Twenty-three of the 16,500 mothers having Caesaean sections "with indications" during labor died (more than .1 percent), and one woman died of the 554 having elective C-sections during labor (a rate of nearly .2 percent).

The report also found that women undergoing elective Caesarean section were  far more likely to spend time after the birth in intensive care than women whose births were spontaneous.

The irony is that while many unnecessary C-sections are being performed in some areas, women in other areas who desperately need them are not able to get them, the WHO report notes.

Birth in Asia — The WHO survey

The rising rate of birth by Caesarean sections has hit Asia, with China reporting that 46 percent of its births now end in surgery, according to a global survey by the World Health Organization reported in the medical journal The Lancet.

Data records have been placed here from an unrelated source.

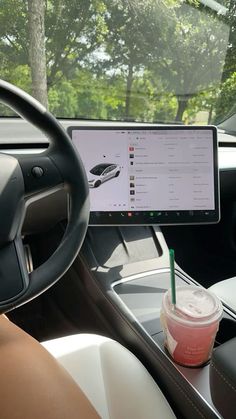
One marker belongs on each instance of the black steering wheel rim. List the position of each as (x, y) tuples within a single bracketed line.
[(62, 159)]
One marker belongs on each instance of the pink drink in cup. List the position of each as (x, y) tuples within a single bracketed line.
[(191, 325)]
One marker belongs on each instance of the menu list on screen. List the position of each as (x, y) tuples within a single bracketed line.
[(161, 175)]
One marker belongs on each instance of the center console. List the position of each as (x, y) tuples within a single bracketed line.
[(126, 271), (138, 177)]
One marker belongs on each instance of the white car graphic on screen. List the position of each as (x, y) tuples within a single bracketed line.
[(101, 173)]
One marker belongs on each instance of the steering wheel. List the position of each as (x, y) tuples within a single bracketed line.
[(24, 178)]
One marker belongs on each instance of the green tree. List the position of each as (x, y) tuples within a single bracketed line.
[(37, 52)]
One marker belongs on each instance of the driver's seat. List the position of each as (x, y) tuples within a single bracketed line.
[(103, 379), (113, 379)]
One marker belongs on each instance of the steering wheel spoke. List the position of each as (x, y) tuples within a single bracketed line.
[(40, 174), (14, 277), (27, 177)]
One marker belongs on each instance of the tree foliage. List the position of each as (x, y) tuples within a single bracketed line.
[(149, 60)]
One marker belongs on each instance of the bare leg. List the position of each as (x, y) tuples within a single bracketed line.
[(33, 385)]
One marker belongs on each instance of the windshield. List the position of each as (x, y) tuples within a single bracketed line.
[(129, 60)]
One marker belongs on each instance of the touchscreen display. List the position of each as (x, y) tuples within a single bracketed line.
[(150, 175)]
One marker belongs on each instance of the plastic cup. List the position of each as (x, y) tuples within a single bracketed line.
[(191, 325)]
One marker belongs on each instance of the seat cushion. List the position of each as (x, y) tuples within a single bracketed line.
[(113, 379), (226, 291)]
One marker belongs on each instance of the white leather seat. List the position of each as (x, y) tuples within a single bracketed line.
[(226, 291), (113, 379)]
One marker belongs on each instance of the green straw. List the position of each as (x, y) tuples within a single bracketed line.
[(172, 276)]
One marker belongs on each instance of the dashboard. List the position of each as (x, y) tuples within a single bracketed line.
[(17, 136)]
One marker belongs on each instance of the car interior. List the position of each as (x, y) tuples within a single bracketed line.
[(85, 265)]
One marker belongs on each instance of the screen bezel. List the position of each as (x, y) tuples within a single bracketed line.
[(155, 217)]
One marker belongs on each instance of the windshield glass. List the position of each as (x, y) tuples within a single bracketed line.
[(131, 60)]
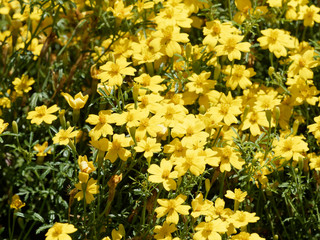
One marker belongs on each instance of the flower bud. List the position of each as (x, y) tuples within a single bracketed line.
[(15, 127), (270, 71)]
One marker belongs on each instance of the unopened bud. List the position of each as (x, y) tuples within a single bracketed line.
[(216, 72), (207, 184), (277, 111), (269, 115), (62, 118), (15, 128), (202, 109), (295, 126), (270, 71), (188, 50), (245, 112)]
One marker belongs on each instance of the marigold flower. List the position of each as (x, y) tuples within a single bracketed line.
[(164, 231), (210, 230), (63, 136), (172, 207), (232, 46), (42, 114), (3, 125), (60, 231), (84, 165), (114, 72), (16, 202), (86, 185), (77, 102), (23, 84), (162, 174), (237, 195)]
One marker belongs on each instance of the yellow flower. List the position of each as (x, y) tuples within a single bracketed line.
[(314, 161), (166, 40), (164, 231), (302, 64), (246, 236), (242, 218), (276, 40), (148, 146), (309, 15), (237, 195), (63, 136), (200, 206), (77, 102), (200, 83), (253, 121), (290, 147), (117, 148), (210, 230), (162, 174), (114, 72), (102, 128), (226, 156), (60, 231), (3, 125), (16, 203), (120, 11), (238, 75), (41, 149), (87, 186), (226, 110), (84, 165), (172, 207), (42, 114), (23, 84), (232, 46)]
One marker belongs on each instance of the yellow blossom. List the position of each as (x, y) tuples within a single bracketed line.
[(60, 231), (43, 114), (172, 207), (77, 102), (16, 202), (63, 136)]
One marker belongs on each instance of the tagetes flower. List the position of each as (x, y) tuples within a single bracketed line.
[(163, 174), (238, 75), (309, 15), (60, 231), (43, 114), (314, 161), (77, 102), (200, 206), (86, 185), (63, 136), (16, 202), (148, 146), (242, 218), (23, 84), (85, 165), (247, 236), (210, 230), (232, 46), (117, 148), (290, 147), (3, 125), (172, 207), (276, 40), (164, 231), (41, 149), (237, 195), (113, 72), (167, 40), (102, 128)]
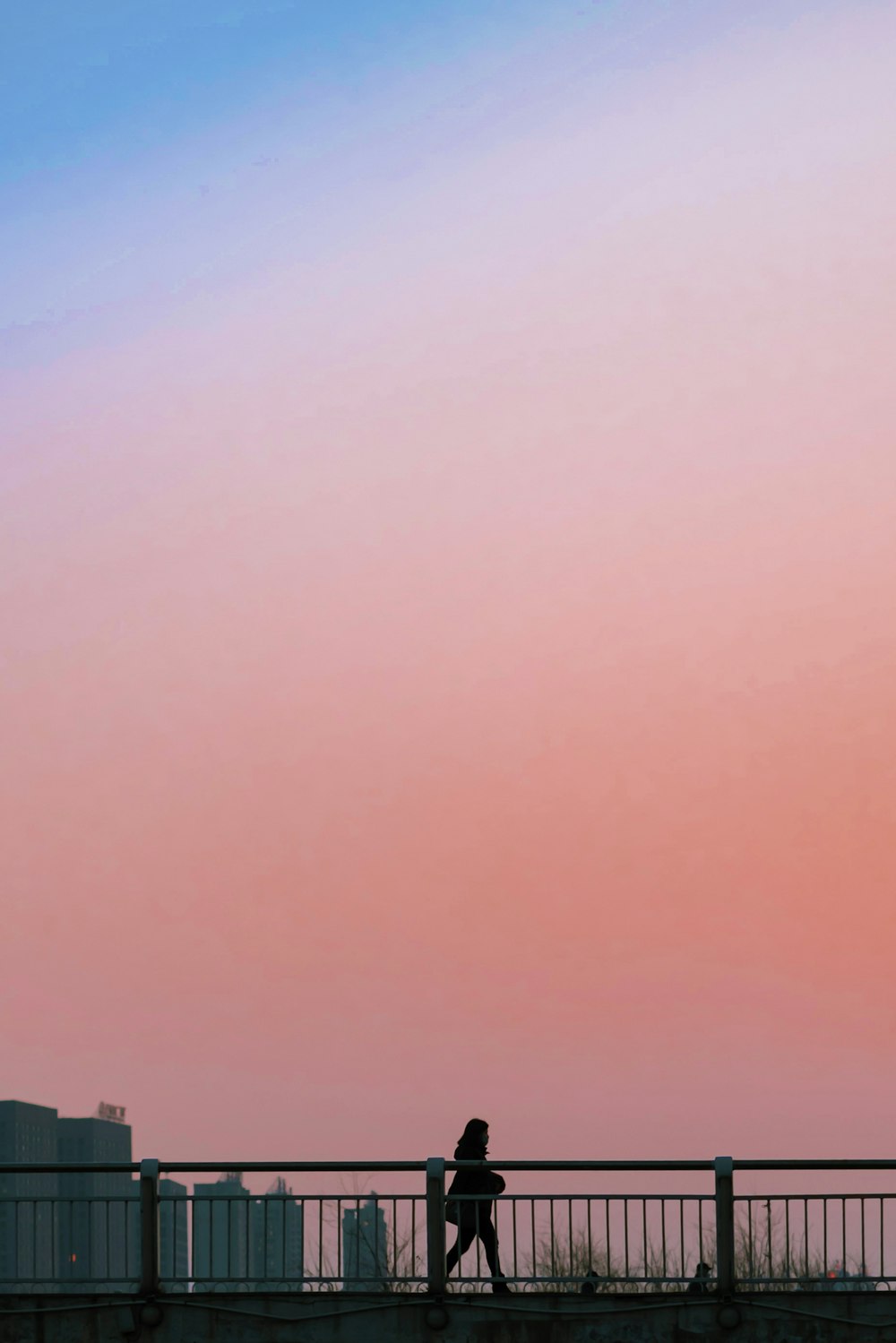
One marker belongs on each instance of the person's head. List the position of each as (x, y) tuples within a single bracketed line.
[(476, 1133)]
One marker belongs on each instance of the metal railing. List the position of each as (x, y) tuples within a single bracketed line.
[(139, 1229)]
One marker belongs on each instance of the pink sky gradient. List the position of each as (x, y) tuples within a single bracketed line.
[(455, 673)]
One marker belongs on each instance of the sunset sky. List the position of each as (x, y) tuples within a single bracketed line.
[(447, 573)]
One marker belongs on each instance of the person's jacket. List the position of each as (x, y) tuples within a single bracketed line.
[(482, 1181)]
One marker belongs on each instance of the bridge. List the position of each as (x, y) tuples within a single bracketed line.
[(325, 1252)]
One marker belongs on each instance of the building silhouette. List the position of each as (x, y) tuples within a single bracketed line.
[(99, 1214), (365, 1246), (220, 1235), (27, 1224), (174, 1237), (276, 1248)]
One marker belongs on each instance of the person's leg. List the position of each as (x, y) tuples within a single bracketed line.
[(465, 1235), (490, 1245)]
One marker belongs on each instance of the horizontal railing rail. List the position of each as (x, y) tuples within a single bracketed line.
[(134, 1227)]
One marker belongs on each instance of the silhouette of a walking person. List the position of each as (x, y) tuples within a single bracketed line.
[(473, 1214)]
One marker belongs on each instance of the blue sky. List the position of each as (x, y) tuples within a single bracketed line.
[(140, 142)]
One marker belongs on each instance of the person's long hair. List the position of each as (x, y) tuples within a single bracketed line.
[(471, 1135)]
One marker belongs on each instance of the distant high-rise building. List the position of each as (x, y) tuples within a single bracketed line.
[(174, 1245), (99, 1214), (27, 1227), (365, 1248), (276, 1240), (220, 1235)]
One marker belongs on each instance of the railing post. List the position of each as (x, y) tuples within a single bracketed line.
[(435, 1225), (148, 1227), (724, 1168)]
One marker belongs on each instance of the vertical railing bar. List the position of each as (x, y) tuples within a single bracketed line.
[(535, 1262), (516, 1267), (724, 1205), (571, 1243), (823, 1203), (435, 1237)]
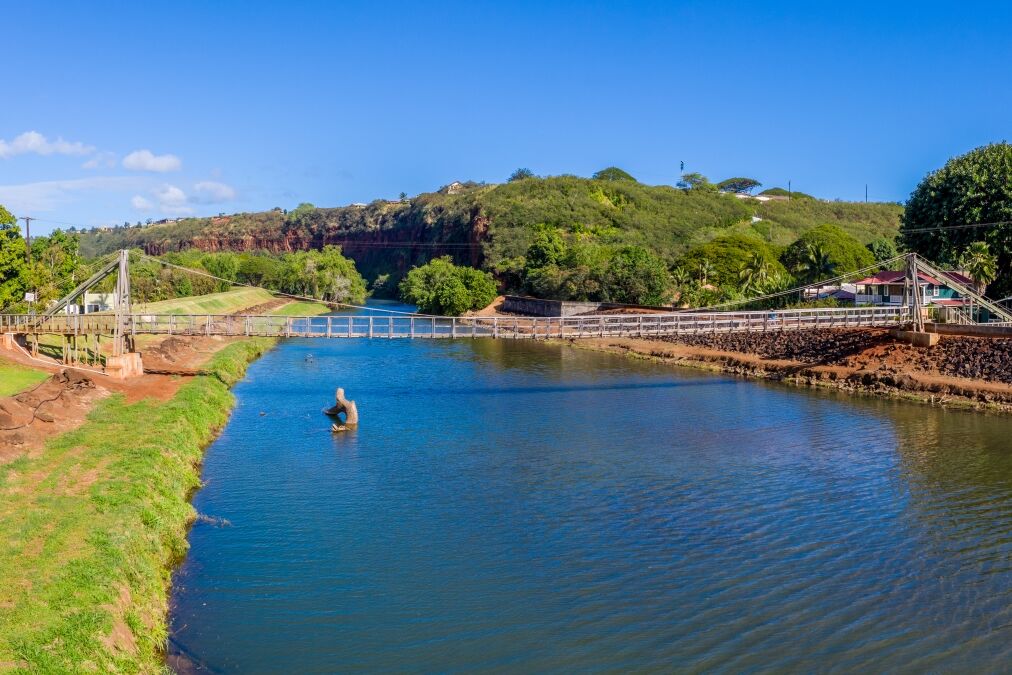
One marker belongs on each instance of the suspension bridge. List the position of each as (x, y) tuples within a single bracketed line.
[(122, 324)]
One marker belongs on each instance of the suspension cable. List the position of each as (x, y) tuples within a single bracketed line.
[(780, 293), (309, 299)]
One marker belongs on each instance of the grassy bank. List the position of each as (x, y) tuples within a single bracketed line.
[(91, 527), (14, 378), (301, 309)]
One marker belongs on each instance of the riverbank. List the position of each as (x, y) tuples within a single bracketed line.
[(95, 520), (959, 371)]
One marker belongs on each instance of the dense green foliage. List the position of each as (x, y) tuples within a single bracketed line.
[(726, 256), (574, 265), (613, 173), (882, 249), (493, 227), (739, 184), (520, 174), (325, 274), (444, 288), (55, 269), (970, 189)]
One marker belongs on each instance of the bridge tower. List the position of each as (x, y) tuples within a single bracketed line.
[(122, 340)]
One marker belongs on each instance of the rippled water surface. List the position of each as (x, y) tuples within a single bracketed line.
[(527, 507)]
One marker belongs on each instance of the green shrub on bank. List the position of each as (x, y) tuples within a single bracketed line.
[(442, 287), (93, 526)]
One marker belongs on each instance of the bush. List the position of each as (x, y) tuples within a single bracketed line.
[(727, 256), (442, 287), (972, 188), (844, 252)]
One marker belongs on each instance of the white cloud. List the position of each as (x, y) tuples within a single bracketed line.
[(209, 191), (36, 144), (171, 199), (48, 195), (102, 160), (145, 160)]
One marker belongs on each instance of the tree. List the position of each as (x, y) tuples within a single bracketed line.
[(637, 276), (756, 274), (520, 174), (680, 278), (970, 189), (816, 264), (439, 286), (612, 173), (981, 263), (12, 260), (299, 213), (706, 270), (546, 249), (727, 255), (741, 185), (695, 181), (225, 265), (882, 249), (844, 251)]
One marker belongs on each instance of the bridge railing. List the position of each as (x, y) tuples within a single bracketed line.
[(396, 326)]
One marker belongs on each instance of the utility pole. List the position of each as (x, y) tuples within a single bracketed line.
[(27, 236)]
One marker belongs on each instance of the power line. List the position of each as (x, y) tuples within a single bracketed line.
[(27, 236), (790, 291), (961, 226), (309, 299)]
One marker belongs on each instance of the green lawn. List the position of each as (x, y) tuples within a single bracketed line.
[(229, 302), (90, 527), (15, 378)]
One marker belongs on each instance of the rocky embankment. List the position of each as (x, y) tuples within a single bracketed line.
[(966, 370)]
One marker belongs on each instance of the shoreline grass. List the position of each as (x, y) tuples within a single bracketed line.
[(220, 303), (91, 528)]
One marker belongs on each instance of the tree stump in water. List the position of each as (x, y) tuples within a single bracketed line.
[(345, 407)]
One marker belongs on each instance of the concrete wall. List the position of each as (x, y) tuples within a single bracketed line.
[(535, 307)]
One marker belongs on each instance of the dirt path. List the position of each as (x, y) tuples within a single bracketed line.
[(63, 402)]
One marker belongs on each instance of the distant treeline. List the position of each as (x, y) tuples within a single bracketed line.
[(324, 274)]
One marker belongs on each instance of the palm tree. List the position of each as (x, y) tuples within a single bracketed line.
[(705, 271), (755, 274), (981, 263), (680, 277), (816, 264)]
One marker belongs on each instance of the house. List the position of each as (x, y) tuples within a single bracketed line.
[(453, 188), (887, 287)]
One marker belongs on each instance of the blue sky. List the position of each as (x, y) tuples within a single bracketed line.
[(123, 111)]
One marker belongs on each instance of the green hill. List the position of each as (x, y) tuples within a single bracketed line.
[(492, 226)]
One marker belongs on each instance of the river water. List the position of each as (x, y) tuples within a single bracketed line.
[(509, 506)]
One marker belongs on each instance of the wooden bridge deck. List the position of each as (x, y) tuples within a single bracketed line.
[(389, 326)]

Nine countries were targeted in the WHO study -- Cambodia, China, India, Japan, Nepal, Philippines, Sri Lanka, Thailand, and Vietnam -- with births in both small and large institutions examined for two or three months in the capital city and two other regions in each country. In all, about 108,000 births were scrutinized at 122 institutions.

China had the highest rate of Caesarean births in the survey. The country with the next-highest rate was Vietnam, with 36 percent, followed by Thailand, with 34 percent, and Sri Lanka, with 31 percent.

Cambodia had the lowest rate of Caesarean births, 15 percent, which is the rate the WHO and other health groups recommend. The C-section rate over all for the Asian countries surveyed was 27 percent.